ReachPredict3D: A Software Platform to Robustly Extract 3-D Reaches¶

Predicting individual marker positions in a high-throughput manner is a requirement for thoroughly analyzing reaching behavior. In order to predict positions accurately, we use a pre-trained DeepLabCut network to generate positional inferences for user-defined markers. In all, we continuously label 27 unique markers across each experimental video. Our Lab’s Markers ^^^^^^^^^^^^^^^^^^^ Handle, Back Handle, Nose, Shoulder 1, Forearm 1, Wrist 1, Palm 1, Index Base 1, Index Tip 1, Middle Base 1, Middle Tip 1, Third Base 1, Third Tip 1, Fourth Base 1, Fourth Tip 1, Shoulder 2, Forearm 2, Wrist 2, Palm 2, Index Base 2, Index Tip 2, Middle Base 2, Middle Tip 2, Third Base 2, Third Tip 2, Fourth Base 2, Fourth Tip 2

DeepLabCut and 3-D Reconstruction¶

DeepLabCut (https://github.com/DeepLabCut/DeepLabCut) utilizes unsupervised deep learning methods to generate user-defined positional predictions. For our lab’s use, we track 27 unique body parts inside of our behavioral experiments. These body parts are across the entire animal, and include major markers of both hands and general animal position.

DeepLabCut requires an initial investment of training labels (~1000 per camera has worked for our DLC networks) for highly accurate positional inferences. Our lab’s benchmarked network is below, as well as some experimental results.

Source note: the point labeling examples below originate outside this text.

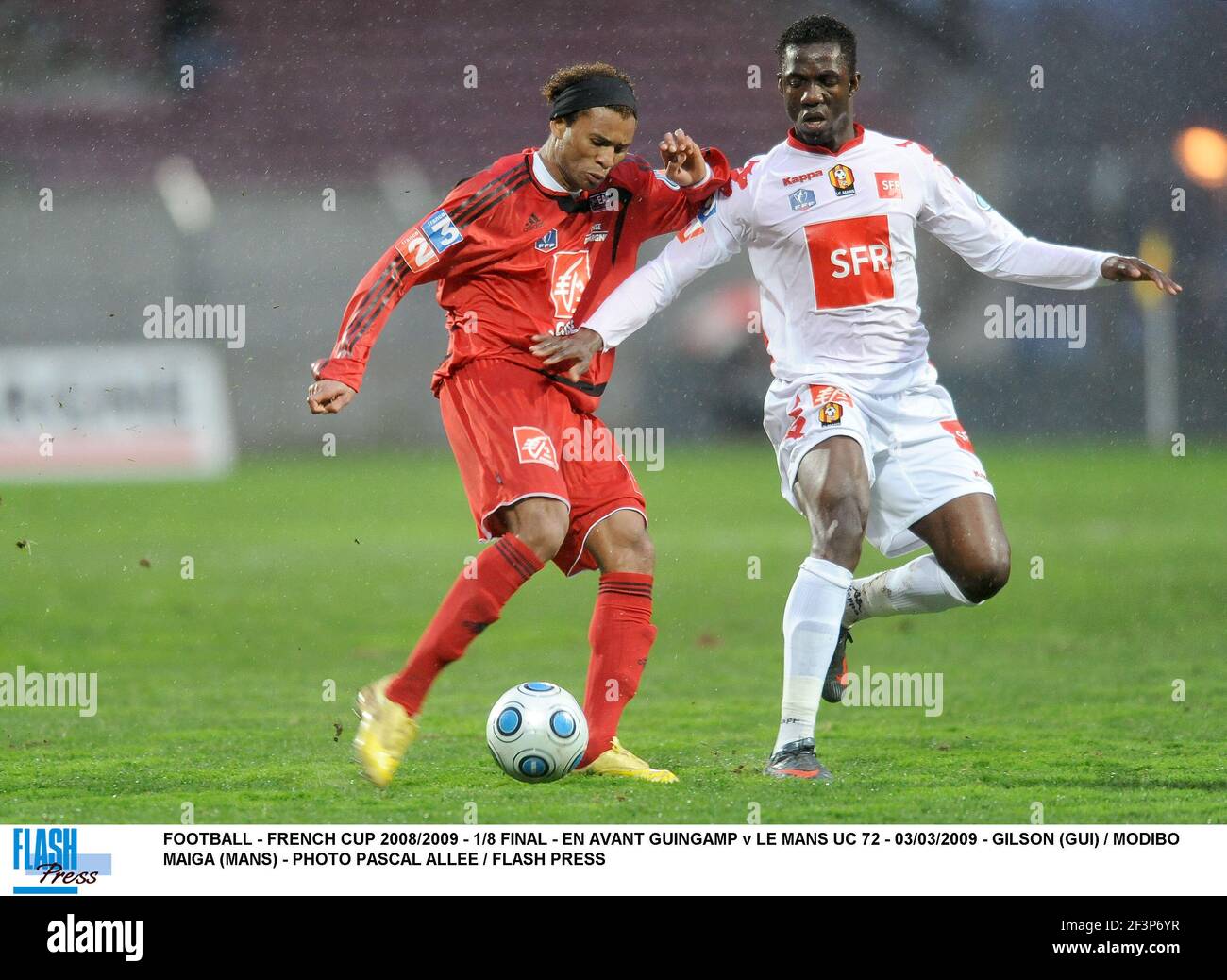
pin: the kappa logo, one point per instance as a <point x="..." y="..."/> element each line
<point x="534" y="446"/>
<point x="567" y="282"/>
<point x="888" y="186"/>
<point x="608" y="200"/>
<point x="800" y="178"/>
<point x="842" y="179"/>
<point x="801" y="200"/>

DeepLabCut is run across each of our experimental videos. The results are saved in a .csv file as well as in the NWB format. These .csv files form the backbone of our positional data: These are the files that we use to create 3-D positions.

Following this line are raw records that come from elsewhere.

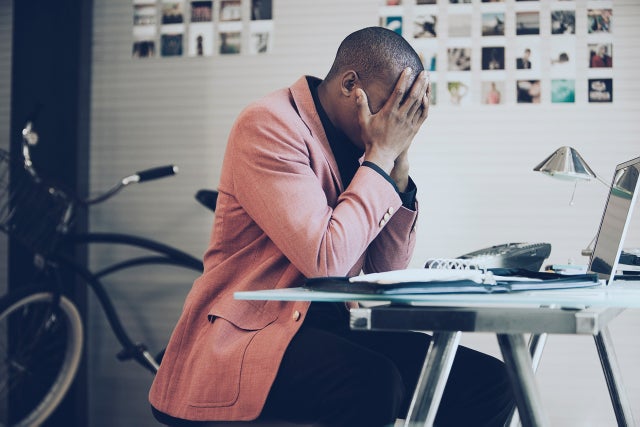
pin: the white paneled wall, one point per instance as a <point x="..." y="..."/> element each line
<point x="473" y="167"/>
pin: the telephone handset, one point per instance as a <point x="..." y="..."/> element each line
<point x="529" y="256"/>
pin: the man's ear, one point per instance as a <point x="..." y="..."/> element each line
<point x="348" y="83"/>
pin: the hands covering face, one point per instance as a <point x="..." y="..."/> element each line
<point x="388" y="133"/>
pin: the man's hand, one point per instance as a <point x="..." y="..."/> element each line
<point x="389" y="133"/>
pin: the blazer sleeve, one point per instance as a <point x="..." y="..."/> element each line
<point x="276" y="179"/>
<point x="393" y="248"/>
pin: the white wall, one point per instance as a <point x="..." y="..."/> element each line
<point x="473" y="167"/>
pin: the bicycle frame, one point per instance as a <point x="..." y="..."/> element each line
<point x="164" y="255"/>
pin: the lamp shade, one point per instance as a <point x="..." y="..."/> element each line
<point x="566" y="163"/>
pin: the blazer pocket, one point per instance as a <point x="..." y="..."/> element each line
<point x="218" y="363"/>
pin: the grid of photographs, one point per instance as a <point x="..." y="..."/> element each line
<point x="510" y="51"/>
<point x="177" y="28"/>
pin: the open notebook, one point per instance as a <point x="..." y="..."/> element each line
<point x="463" y="276"/>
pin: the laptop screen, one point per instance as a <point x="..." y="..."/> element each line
<point x="615" y="220"/>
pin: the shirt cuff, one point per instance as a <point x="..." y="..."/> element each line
<point x="408" y="197"/>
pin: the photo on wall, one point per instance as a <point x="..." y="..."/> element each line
<point x="492" y="92"/>
<point x="200" y="40"/>
<point x="144" y="49"/>
<point x="459" y="58"/>
<point x="460" y="25"/>
<point x="171" y="45"/>
<point x="201" y="11"/>
<point x="229" y="42"/>
<point x="528" y="91"/>
<point x="599" y="20"/>
<point x="563" y="57"/>
<point x="527" y="23"/>
<point x="493" y="58"/>
<point x="261" y="10"/>
<point x="563" y="22"/>
<point x="428" y="51"/>
<point x="424" y="26"/>
<point x="600" y="55"/>
<point x="600" y="90"/>
<point x="230" y="10"/>
<point x="459" y="91"/>
<point x="172" y="13"/>
<point x="563" y="91"/>
<point x="493" y="24"/>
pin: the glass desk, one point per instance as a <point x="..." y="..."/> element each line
<point x="509" y="316"/>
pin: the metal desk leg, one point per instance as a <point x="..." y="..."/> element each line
<point x="612" y="374"/>
<point x="435" y="371"/>
<point x="536" y="346"/>
<point x="519" y="367"/>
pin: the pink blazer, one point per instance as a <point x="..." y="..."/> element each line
<point x="282" y="215"/>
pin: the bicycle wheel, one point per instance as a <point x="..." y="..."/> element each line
<point x="40" y="348"/>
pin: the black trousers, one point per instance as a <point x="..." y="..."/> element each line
<point x="333" y="376"/>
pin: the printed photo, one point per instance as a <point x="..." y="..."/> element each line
<point x="599" y="20"/>
<point x="527" y="23"/>
<point x="563" y="91"/>
<point x="523" y="62"/>
<point x="425" y="26"/>
<point x="458" y="92"/>
<point x="200" y="40"/>
<point x="172" y="13"/>
<point x="600" y="55"/>
<point x="201" y="11"/>
<point x="230" y="10"/>
<point x="493" y="58"/>
<point x="259" y="42"/>
<point x="229" y="42"/>
<point x="600" y="90"/>
<point x="563" y="22"/>
<point x="459" y="58"/>
<point x="460" y="25"/>
<point x="563" y="54"/>
<point x="427" y="50"/>
<point x="171" y="45"/>
<point x="492" y="92"/>
<point x="528" y="91"/>
<point x="261" y="10"/>
<point x="144" y="49"/>
<point x="144" y="15"/>
<point x="493" y="24"/>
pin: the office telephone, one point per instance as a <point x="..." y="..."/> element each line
<point x="529" y="256"/>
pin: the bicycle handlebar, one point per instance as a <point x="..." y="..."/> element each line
<point x="156" y="173"/>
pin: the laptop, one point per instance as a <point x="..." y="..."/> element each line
<point x="615" y="220"/>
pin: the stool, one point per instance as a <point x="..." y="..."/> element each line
<point x="177" y="422"/>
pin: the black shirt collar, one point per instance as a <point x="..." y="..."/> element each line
<point x="346" y="153"/>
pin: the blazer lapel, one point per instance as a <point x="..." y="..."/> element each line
<point x="307" y="110"/>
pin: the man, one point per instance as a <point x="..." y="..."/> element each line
<point x="315" y="182"/>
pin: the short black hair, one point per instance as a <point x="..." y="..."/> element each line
<point x="375" y="53"/>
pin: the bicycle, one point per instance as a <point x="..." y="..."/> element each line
<point x="39" y="318"/>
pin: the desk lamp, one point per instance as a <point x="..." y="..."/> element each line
<point x="567" y="164"/>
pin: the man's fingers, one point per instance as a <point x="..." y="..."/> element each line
<point x="414" y="101"/>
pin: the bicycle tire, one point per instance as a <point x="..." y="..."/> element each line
<point x="40" y="361"/>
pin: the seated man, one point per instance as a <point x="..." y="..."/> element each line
<point x="315" y="182"/>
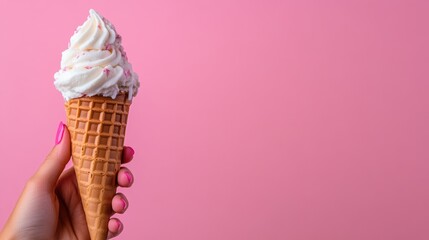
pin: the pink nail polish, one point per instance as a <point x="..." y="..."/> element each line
<point x="131" y="151"/>
<point x="129" y="177"/>
<point x="120" y="226"/>
<point x="124" y="204"/>
<point x="60" y="133"/>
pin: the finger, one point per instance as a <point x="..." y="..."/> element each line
<point x="115" y="228"/>
<point x="119" y="203"/>
<point x="125" y="177"/>
<point x="55" y="162"/>
<point x="127" y="154"/>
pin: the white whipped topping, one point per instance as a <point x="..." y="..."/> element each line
<point x="95" y="63"/>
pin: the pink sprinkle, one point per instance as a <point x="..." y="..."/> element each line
<point x="107" y="71"/>
<point x="108" y="47"/>
<point x="127" y="73"/>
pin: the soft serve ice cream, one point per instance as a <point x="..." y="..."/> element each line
<point x="95" y="63"/>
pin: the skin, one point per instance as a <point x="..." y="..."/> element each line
<point x="50" y="206"/>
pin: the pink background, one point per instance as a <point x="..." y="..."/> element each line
<point x="255" y="120"/>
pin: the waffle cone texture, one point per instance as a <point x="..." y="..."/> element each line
<point x="97" y="129"/>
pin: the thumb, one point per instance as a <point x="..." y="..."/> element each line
<point x="55" y="162"/>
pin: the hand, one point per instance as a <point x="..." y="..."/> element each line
<point x="50" y="206"/>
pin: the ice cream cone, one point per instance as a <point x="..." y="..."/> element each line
<point x="97" y="129"/>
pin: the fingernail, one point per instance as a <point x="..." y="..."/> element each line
<point x="60" y="133"/>
<point x="124" y="204"/>
<point x="132" y="151"/>
<point x="129" y="177"/>
<point x="120" y="226"/>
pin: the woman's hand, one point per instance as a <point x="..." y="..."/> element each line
<point x="50" y="206"/>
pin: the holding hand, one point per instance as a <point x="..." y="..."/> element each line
<point x="50" y="206"/>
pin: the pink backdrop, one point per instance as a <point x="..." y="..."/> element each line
<point x="255" y="120"/>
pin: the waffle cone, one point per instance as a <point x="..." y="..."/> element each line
<point x="97" y="129"/>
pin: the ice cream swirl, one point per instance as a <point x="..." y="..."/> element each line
<point x="95" y="63"/>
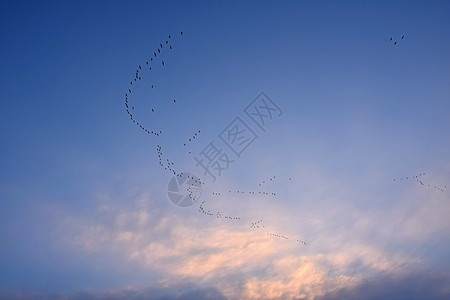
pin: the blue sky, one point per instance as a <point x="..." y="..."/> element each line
<point x="84" y="207"/>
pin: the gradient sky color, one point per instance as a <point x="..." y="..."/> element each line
<point x="84" y="211"/>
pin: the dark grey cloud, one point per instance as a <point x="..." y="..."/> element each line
<point x="413" y="286"/>
<point x="180" y="292"/>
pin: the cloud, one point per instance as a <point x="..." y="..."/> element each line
<point x="163" y="292"/>
<point x="413" y="286"/>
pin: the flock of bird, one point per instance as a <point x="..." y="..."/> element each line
<point x="218" y="214"/>
<point x="190" y="140"/>
<point x="395" y="42"/>
<point x="258" y="225"/>
<point x="138" y="77"/>
<point x="419" y="180"/>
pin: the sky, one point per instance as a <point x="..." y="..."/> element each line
<point x="340" y="194"/>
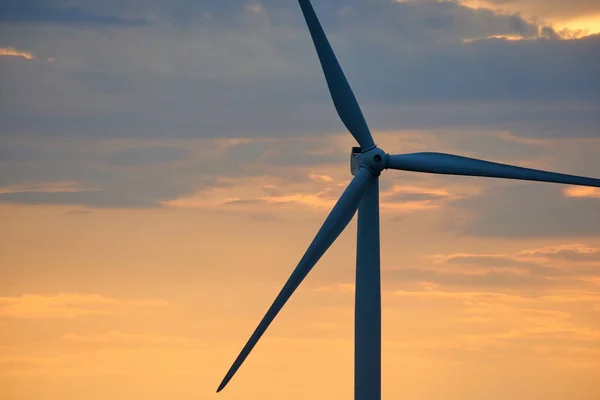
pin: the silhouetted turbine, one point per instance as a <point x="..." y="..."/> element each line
<point x="362" y="194"/>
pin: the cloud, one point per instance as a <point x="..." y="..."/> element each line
<point x="59" y="12"/>
<point x="529" y="210"/>
<point x="69" y="305"/>
<point x="502" y="262"/>
<point x="121" y="338"/>
<point x="582" y="192"/>
<point x="12" y="52"/>
<point x="242" y="74"/>
<point x="571" y="253"/>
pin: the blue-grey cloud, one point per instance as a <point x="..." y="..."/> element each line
<point x="237" y="73"/>
<point x="530" y="210"/>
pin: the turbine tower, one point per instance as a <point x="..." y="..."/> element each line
<point x="362" y="194"/>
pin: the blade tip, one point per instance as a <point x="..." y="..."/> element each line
<point x="222" y="385"/>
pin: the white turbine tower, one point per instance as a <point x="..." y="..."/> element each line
<point x="362" y="194"/>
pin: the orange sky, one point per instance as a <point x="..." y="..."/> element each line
<point x="156" y="303"/>
<point x="491" y="289"/>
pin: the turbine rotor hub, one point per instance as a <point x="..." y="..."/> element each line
<point x="373" y="159"/>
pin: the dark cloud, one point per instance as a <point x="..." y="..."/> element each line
<point x="60" y="12"/>
<point x="256" y="74"/>
<point x="494" y="279"/>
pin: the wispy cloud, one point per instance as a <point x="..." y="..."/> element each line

Current Lab BenchMarks of DeepLabCut¶

Currently, for our pilot data we have constructed a network containing 3,360 images across 3 cameras. These labels are broken down below!

../../_images/DLC_currentlabels_cams.png

Basic benchmarks for a resnet-101 with generic network configuration are shown as well. We choose to use the 500,000 training iteration to output predictions for our reaching behaviors.

2-D Filtering¶

Generally our network produces reliable positional predictions during reaching behaviors, but in the case of outliers we adapt a 2-D filtering scheme that takes into account both positions and camera probabilities for a given camera. While our benchmarks of DeepLabCut inspire confidence that there are few outliers in predictions, smoothing our 2-D estimates is an excellent way to smooth our generated 3-D trajectories or time-series components of reaching behavior. Filtering is toggleable post-prediction during 3-D reconstruction.

3-D Reconstruction¶

Once we have filtered our positions in 2-D camera space, we are now able to reconstruct our 2-D coordinates into an appropriate 3-D euclidean space with high temporal (ms) and spatial (mm) resolution. Our lab uses DLT to reconstruct our coordinates into a proper euclidean space. DLT is a robust, established method that utilizes linear transformations between vector spaces to create a robust and accurate re-creation of the 3-D euclidean space our camera’s obtain. For more information about specific camera calibration routines, see our DLT camera calibration tutorial.

We are able to reconstruct our 3-D coordinates with a set of vector co-efficients obtained from the DLT routine. These co-efficients contain the effective translation and rotation of our camera system in the 3-D space. To obtain 3-D coordinates for a given experimental session, we may run a function (extract_kinematics) that requires a root directory, dlt calibration co-efficients, and a save directory. Inside of our root directory, we require that the video .mp4 files for a given experimental session’s camera be in the same folder. The resulting .csv predictions (filtered or unfiltered) are then translated into 3-D using the experimentally derived DLT co-efficients, then saved to our specified save directory.

Our lab also saves a copy of these 3-D predictions to a local Neurodata Without Borders (NWB) file, using the Reaching Without Borders pipeline.